Former Speaker Newt Gingrich calls this smart politics—keeping Republicans from “sending mixed messages.” That’s one way to describe it. Another is rule by fear: a leader so beholden to a cult of personality that the mere sound of dissent must be preemptively smothered. It’s legislative management by ghosting.
Even Steve Bannon, of all people, is aghast. He wants the “Trump revolution codified” into law, only to find that Johnson’s doing nothing at all. When Bannon thinks you’re not doing enough to enable authoritarianism, that should probably set off alarms.

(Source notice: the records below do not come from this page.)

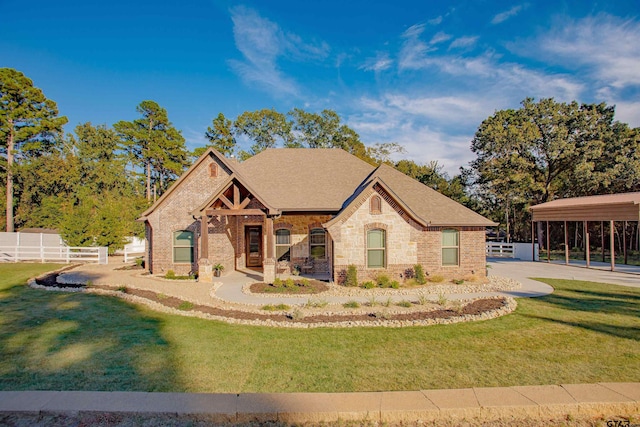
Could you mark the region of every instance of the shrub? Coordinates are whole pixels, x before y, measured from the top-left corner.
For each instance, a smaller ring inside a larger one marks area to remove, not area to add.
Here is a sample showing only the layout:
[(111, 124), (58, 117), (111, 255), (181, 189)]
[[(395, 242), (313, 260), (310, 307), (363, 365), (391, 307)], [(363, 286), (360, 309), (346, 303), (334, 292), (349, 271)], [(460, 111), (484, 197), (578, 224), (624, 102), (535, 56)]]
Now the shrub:
[(182, 301), (178, 306), (178, 310), (189, 311), (193, 310), (193, 304), (189, 301)]
[(389, 279), (389, 276), (386, 274), (379, 274), (378, 277), (376, 277), (376, 283), (381, 288), (388, 288), (391, 285), (391, 279)]
[(347, 276), (344, 278), (344, 285), (358, 286), (358, 269), (353, 264), (349, 264), (347, 267)]
[(419, 283), (416, 279), (407, 279), (404, 281), (405, 286), (418, 286)]
[(427, 283), (427, 277), (424, 275), (424, 270), (422, 269), (422, 266), (420, 264), (416, 264), (413, 267), (413, 271), (416, 275), (416, 282), (418, 282), (419, 285), (424, 285), (425, 283)]
[(364, 282), (361, 286), (365, 289), (373, 289), (376, 287), (376, 284), (369, 280), (367, 282)]
[(444, 282), (444, 277), (436, 274), (435, 276), (431, 276), (429, 280), (433, 283), (442, 283)]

Instead, Johnson doubles down—refusing to swear in a duly elected Democrat, Adelita Grijalva, on the bizarre claim that he “lacks the authority” to administer the oath because the House isn’t in session. In other words: I can’t do my job because I decided not to do my job. If Joseph Heller were still alive, he’d be demanding royalties.
The consequences stretch far beyond procedural absurdity. Every day the House sits idle, a generation of younger members learns that this is what congressional leadership looks like: the Speaker as caretaker of inaction, the chamber as a backdrop for the president’s monologues. As Brookings’ Molly Reynolds warned, these habits become precedent. Future speakers will look back not on the fiery clashes of Sam Rayburn or Nancy Pelosi, but on Mike Johnson’s long, obedient silence—and mistake it for statesmanship.
What’s left is a legislature that behaves less like the U.S. Congress and more like, as Bannon himself put it, “the state Duma.” Except the Russian Duma at least meets. Ours doesn’t even bother to fake it. This is what autocracy looks like in American vernacular: not tanks in the streets, but a Speaker who sends everyone home.
And Johnson’s loyalty is rewarded. He praises the convicted felon’s every move, even the grotesque ones—the AI-generated video of a bomber dumping feces on protesters, the demolition of the East Wing to build a ballroom, the commutation of George Santos. Johnson no longer even pretends to lead. He exists to applaud.
It would be tempting to dismiss all this as political theater, but the curtain’s already dropped. The stage is empty. The only actor left is the convicted felon, writing and performing every line himself. The House has become a prop—one that claps on cue when called back to town.
When historians look back at this period, they may well see 2025 not as the year of a shutdown, but as the year Congress shut down itself. Mike Johnson didn’t just marginalize his office; he made legislative irrelevance an official policy. It’s the quietest coup in American history—not with violence or decrees, but with the slow suffocation of silence.
The Constitution still says the House of Representatives makes the laws. But at the moment, only one man seems to believe he does. And the Speaker, who could change that with a single gavel strike, would rather stay home.